For the next 45 minutes I felt sick at the thought of losing what was on the end especially when it managed to weed itself at the bottom of the marginal slope. There was nothing I could do except put the rod down and pray. Eventually I saw a tiny knock on the rod tip and as I lifted the rod the carp rose to the surface and I managed to get half of it in the net but there was too much weed to fit it all in and it managed to power off again leaving me distraught and just wanting it to be over.
Thankfully after a few more shorter runs I managed to bundle it into the net and let out the biggest scream of relief, the passing dog walkers must of thought I was crazy! Once again I dragged my mate Toby out of work to do the honours with the camera. The whole time I had that carp in my arms felt surreal, one of the ones you dream about but never really expect to catch. Having caught what was considered by most the trickiest of the stock to catch my confidence was at an all time high and I knew all I had to do was keep the bait going in and the big common would slip up.
The next day…
That morning after catching the mirror I baited up again ready to return at the weekend a couple of days later. I made sure to get down early on the Friday to ensure I got back in the swim and also I knew I had to pack up at lunch time the next day for a family bbq. A big bucket of particles and boilies went out on the spot followed by two snowman hookbaits, the spot was now considerably cleaner than it had been the week before.
Plenty of bubbles coming up over the area confirmed fish were present and I went to bed that night as confident as I could be however by 11am the next morning I thought my chance had passed and I began to pack away when out of the blue I was away. This one didn’t do too much but as I saw the back of a big common break the surface my heart skipped a beat, I kept the pressure on and lead the carp straight into net. Once beaten I could see it wasn’t the big girl but the long common, third in command and another very rare visitor to the bank.
Word got out
After catching this one I was unable to get in the swim as word got out I had managed three in a week, unheard of on this venue so many of the others anglers who had given up for the year returned and it got very busy. I decided now to just fish wherever I saw the common and a week or so later I got my chance, I found the entire stock showing over the spot I baited earlier in the year and got my rods out on the little gravel hump.
That evening the big common showed three times directly over my hookbaits, the third time a huge plume of bubble hit the surface followed by a savage take on one of the rods and I knew this was it, there was a 50lb common on the end! Before the nerves had even had a chance to kick in my whole world crumbled as the line fell slack, I’d been cut off and the carp was gone. I felt physically sick and didn’t know what to do with myself I just sat staring at the rod I had just thrown into the bushes.
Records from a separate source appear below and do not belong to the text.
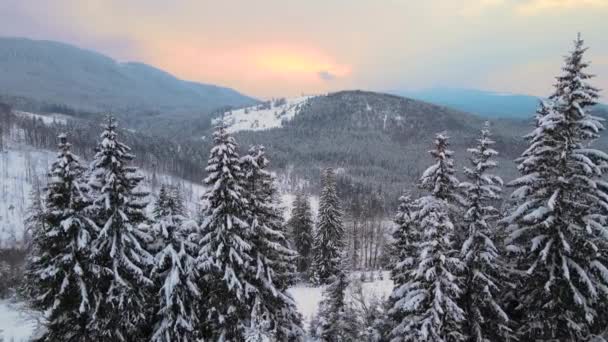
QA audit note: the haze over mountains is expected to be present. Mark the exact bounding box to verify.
[0,37,255,115]
[0,38,608,200]
[400,87,608,119]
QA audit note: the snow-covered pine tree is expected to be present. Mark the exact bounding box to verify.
[23,182,45,250]
[87,116,153,341]
[241,146,304,341]
[311,262,360,342]
[504,36,608,341]
[25,134,94,342]
[390,133,467,342]
[311,168,344,284]
[287,193,314,275]
[153,184,186,218]
[197,122,257,342]
[460,122,513,342]
[150,184,203,342]
[380,194,419,339]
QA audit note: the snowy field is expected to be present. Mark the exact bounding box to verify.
[224,96,315,132]
[0,300,38,342]
[288,272,393,329]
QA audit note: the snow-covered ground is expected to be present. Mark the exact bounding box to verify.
[13,110,73,125]
[224,96,315,132]
[288,272,393,329]
[0,300,38,342]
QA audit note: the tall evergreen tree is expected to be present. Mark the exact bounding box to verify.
[26,134,94,341]
[390,133,467,342]
[311,262,360,342]
[381,194,419,340]
[504,36,608,341]
[287,193,314,274]
[87,116,153,341]
[198,122,257,341]
[241,146,304,341]
[460,122,513,342]
[151,185,204,342]
[312,168,344,284]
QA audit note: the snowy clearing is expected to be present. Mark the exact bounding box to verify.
[0,300,38,342]
[224,96,315,132]
[288,272,393,329]
[0,272,393,342]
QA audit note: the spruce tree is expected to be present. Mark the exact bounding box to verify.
[312,168,344,284]
[151,185,204,342]
[504,36,608,341]
[197,122,258,341]
[390,133,467,342]
[241,146,304,341]
[460,122,513,342]
[311,263,360,342]
[87,116,153,341]
[26,134,94,341]
[382,194,419,339]
[287,193,314,274]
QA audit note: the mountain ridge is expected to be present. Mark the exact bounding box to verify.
[0,37,257,114]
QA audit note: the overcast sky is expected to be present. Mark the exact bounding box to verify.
[0,0,608,97]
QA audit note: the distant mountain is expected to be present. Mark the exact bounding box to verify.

As I lay in bed that night trying to sleep all I could do was tell myself I would just have to catch it in the winter, catching it so quickly would have just been too easy. Little did I know just a couple of weeks later my phone would go into meltdown whilst I was at work with the news that the common was dead, another victim of the otter plaque that threatens to destroy carp fishing as we know it.
I was heartbroken and beyond angry to the point I couldn’t fish for several weeks after getting the news, in my mind that carp already had its place in my album. Eventually I came to terms with and was grateful to catch three of the four I really wanted in just a few nights fishing, a period in my angling that will live with me always.